# What's that about?



## WifeyRes (Mar 19, 2012)

So I have moved out of the house n I'm renting a house. So my Soon to be ex hubby doesn't know where I stay for my own safety.
So I decided he will pickup our daughter from the day care center on Fridays n take her to the center on Mondays so I do not see him n also avoid him following me to where I stay cause he seems to be interested about where I stay. So what he does he makes excuses every week on Mondays or Sunday's so I see him this is very annoying n he is not taking any responsibility he only does something for our daughter only when I ask him. Even now he surprisingly forgot the child's fee n he wants me to meet him n I said please transfer the money n he said I deleted your account so I suggested another transfer method that uses cell numbers n he says he doesn't know how to do it.
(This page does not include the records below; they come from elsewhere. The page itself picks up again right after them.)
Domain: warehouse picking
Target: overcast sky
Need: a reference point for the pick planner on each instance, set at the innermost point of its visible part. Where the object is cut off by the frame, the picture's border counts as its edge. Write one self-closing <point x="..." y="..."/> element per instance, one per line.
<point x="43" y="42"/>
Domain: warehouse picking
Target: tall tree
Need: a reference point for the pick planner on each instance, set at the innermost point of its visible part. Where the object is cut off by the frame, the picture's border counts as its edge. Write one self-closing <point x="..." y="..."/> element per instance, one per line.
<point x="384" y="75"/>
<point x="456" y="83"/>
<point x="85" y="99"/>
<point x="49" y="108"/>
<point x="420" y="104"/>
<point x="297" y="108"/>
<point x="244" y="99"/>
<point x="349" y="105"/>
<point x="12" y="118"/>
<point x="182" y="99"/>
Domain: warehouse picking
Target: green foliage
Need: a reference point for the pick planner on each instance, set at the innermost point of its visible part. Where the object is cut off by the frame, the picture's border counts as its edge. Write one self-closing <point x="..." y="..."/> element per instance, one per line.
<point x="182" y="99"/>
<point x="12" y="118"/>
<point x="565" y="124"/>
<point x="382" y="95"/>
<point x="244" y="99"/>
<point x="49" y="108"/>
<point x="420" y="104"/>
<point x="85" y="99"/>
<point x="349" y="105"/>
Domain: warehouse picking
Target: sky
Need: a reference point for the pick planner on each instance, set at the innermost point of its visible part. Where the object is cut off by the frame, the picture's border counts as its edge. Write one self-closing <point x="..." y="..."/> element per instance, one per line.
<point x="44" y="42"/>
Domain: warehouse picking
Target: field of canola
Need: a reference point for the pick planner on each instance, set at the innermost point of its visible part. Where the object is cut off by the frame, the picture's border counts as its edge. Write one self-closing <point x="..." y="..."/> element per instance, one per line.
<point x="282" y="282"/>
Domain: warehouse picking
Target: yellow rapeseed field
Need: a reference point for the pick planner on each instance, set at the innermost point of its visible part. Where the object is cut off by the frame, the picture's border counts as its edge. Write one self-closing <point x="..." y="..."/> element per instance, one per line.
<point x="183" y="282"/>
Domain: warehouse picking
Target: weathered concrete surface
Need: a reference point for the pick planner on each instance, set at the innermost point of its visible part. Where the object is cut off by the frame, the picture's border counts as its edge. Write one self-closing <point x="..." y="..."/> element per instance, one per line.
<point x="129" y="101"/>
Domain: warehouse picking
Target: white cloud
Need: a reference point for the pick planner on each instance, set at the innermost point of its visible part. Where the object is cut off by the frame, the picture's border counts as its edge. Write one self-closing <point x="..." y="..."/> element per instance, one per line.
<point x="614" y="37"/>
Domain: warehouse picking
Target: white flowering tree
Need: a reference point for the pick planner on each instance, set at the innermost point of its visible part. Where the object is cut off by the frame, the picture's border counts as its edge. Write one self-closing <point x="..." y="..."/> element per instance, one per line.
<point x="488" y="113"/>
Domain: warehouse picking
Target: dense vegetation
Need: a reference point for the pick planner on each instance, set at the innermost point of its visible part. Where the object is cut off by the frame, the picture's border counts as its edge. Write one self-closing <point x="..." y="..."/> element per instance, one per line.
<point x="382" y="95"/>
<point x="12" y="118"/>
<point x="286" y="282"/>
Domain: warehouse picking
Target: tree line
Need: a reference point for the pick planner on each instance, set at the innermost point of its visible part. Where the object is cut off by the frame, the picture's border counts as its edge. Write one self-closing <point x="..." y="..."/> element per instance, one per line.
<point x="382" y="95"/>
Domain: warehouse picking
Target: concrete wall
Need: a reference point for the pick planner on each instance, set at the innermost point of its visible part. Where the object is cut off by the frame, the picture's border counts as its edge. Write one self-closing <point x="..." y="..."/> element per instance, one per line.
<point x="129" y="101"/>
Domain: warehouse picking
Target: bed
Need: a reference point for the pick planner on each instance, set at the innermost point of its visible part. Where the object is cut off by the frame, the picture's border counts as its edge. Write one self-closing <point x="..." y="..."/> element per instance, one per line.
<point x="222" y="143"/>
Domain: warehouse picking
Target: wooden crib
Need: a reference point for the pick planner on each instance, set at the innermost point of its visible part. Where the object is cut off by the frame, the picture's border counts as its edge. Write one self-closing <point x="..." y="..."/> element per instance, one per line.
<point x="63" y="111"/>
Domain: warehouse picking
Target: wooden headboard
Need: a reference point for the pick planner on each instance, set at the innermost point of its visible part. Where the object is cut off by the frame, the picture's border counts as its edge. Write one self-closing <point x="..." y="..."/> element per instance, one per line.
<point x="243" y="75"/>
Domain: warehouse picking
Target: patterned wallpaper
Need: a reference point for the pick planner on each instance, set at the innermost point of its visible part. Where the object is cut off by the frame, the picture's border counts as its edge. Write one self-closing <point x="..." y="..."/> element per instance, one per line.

I made it clear that m not going to be able to see him only then he says okay will transfer the money tomorrow. Really?? Not sure if he's playing games n it seriously annoys me what is this all about??


----------



## WifeyRes (Mar 19, 2012)

And I never contact but he seems to be contacting me a lot and he will not call during the day he will call only during nighttime n I will just ignore his calls cause if his excuse is talking to our daughter he can do that earlier than later at night.


----------



## Mr.Fisty (Nov 4, 2014)

I think he is trying to get you back, most likely to get control of you again.

He probably does not see this as done yet, or he may try and make your life hell once he finds out where you live, or ways of contacting you.

Obviously, you need to stay away, and when in contact of any kind, keep it brief and to the point. If he goes off topic, do not answer or acknowledge.


----------



## SamuraiJack (May 30, 2014)

"I,m sorry you feel that way" and "That Doesnt work for me." will become your best phrases to deal with him.


----------



## WifeyRes (Mar 19, 2012)

SamuraiJack said:


> "I,m sorry you feel that way" and "That Doesnt work for me." will become your best phrases to deal with him.


??? Do not understand


----------



## WifeyRes (Mar 19, 2012)

Mr.Fisty said:


> I think he is trying to get you back, most likely to get control of you again.
> 
> He probably does not see this as done yet, or he may try and make your life hell once he finds out where you live, or ways of contacting you.
> 
> Obviously, you need to stay away, and when in contact of any kind, keep it brief and to the point. If he goes off topic, do not answer or acknowledge.


Maybe I should do that I cannot let him control me not again.


----------



## Mr.Fisty (Nov 4, 2014)

WifeyRes said:


> ??? Do not understand



Pretty much, it is brushing him off, while seeming like you acknowledge his feelings.

For instance, he texts you and states that he loves you and really misses you.

You respond with, I am sorry you feel that way. Then end it there.


----------



## Pluto2 (Aug 17, 2011)

Or he says, I have to meet you to transfer more money (for something he probably could have done on his own)- you reply "That doesn't work for me."

It helps. When my ex was having a crazy fit about having to pay me ANY child support, and I mean crazy, yelling, screaming, arms-waiving, threatening to take me to court-fit, I replied "I'm sorry you feel that way."
It drove him crazy that I would not engage him, but then I didn't have to engage him. I could chose, or not chose, to have yet another mind-numbing argument with a crazy man. I chose not to.
You can too. It might take a little practice, but honestly, it helps.


----------